The new place will be called the Bar’N Grill, matching the name of the popular establishment owner Dave Kruger has in west Topeka. Lots of people in Topeka simply call the place The Barn. While it doesn’t have a full-on country motif, Kruger said the establishment is meant to have a more relaxed feel than a bustling club.

“It is kind of laid back and comfort food,” Kruger said. “Almost everything is handmade and hand-breaded. It is not frozen straight off the truck and thrown into the fryer.”

photo by: Nick Krug

The former Yacht Club building at 530 Wisconsin St.

Expect food to be a bigger part of the operation than it was at the Yacht Club. Kruger said at least half of his business at the Topeka establishment is food sales, while the rest comes from the bar side of the operation.

Traditional chicken-fried steak and pork tenders are among the more popular items, Kruger said. But the variety of the menu also is a selling point. There is a steak night on Mondays, tacos on Tuesdays, and soups — think chicken noodle, gumbo, potato, and ham and bean — are big items in the winter. Chef specials also are a regular feature, including — based on past menus — fried deviled eggs, rib tips, lasagna, po’boy sandwiches, and chicken and waffles.

Kruger said the restaurant will be open for lunch every day, and plans call for a brunch buffet on Sunday mornings. As you are perhaps figuring out, Kruger is trying to attract a crowd that goes beyond just the college students, which was the primary crowd for the Yacht Club.

“Our customer base in Topeka is a wide variety,” Kruger said. “You’ll have kids sitting in high chairs, you’ll have grandmas and grandpas, and at night we have a lot of students too.”

Or, another way Kruger put it: “We’re fine with Buicks in the parking lot.”

While the name will change, don’t expect many changes to the building, 530 Wisconsin St. The Yacht Club long ago had moved away from any nautical theme it ever had. (I can attest that a Thurston Howell III impersonation hardly drew a laugh anymore.) In recent years the building had been remodeled more into a ranch style with lots of stone and wood, which suits The Barn concept just fine.

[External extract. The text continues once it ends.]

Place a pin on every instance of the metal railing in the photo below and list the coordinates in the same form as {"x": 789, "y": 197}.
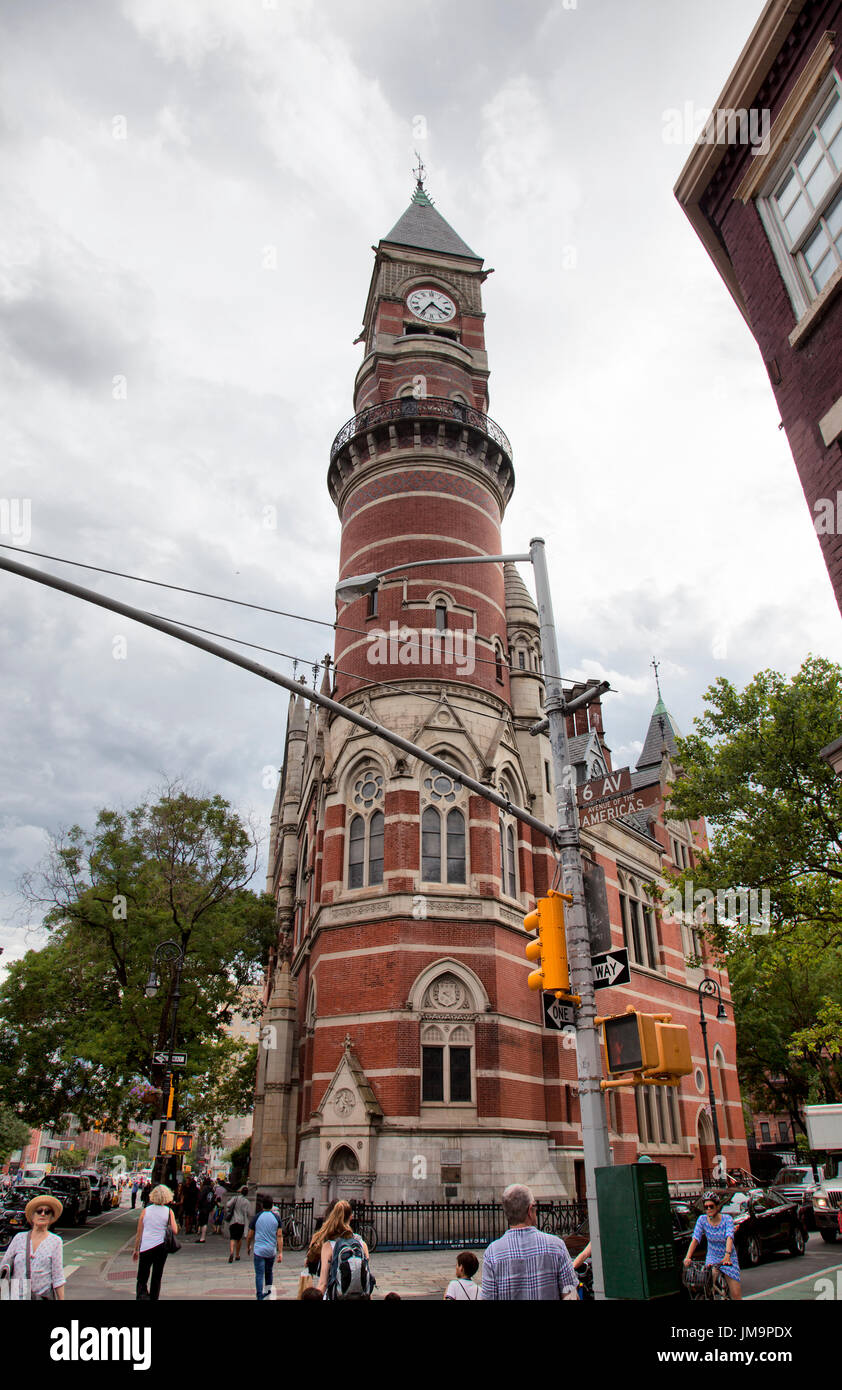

But do expect the TVs to remain for sports and, importantly, the big basketball scoreboard that always has the final score from the KU-Memphis national championship game in 2008. Kruger said he also may put the old Yacht Club sign up on one of the walls to pay homage to what ended up being a longtime bar in Lawrence. I’m not sure when the Yacht Club first opened, and anybody who was actually there probably is in no condition to remember it. But, based on personal knowledge, the bar had at least a 25-year run in Lawrence, although the last few years saw it go through several closings and openings. It probably hit its low point when it was the site of a much publicized altercation between KU basketball star Josh Jackson, a KU female basketball player and others.

Kruger said he decided to buy the building and get into the Lawrence market because he has several staff members with longtime experience in the bar and restaurant industry that could run the place in a way to make it successful and stable.

“For me, the whole place is really about comfort more than anything else,” Kruger said. “I just want a place where people can sit there and be comfortable for awhile and not worry about who comes in the door or anything else.”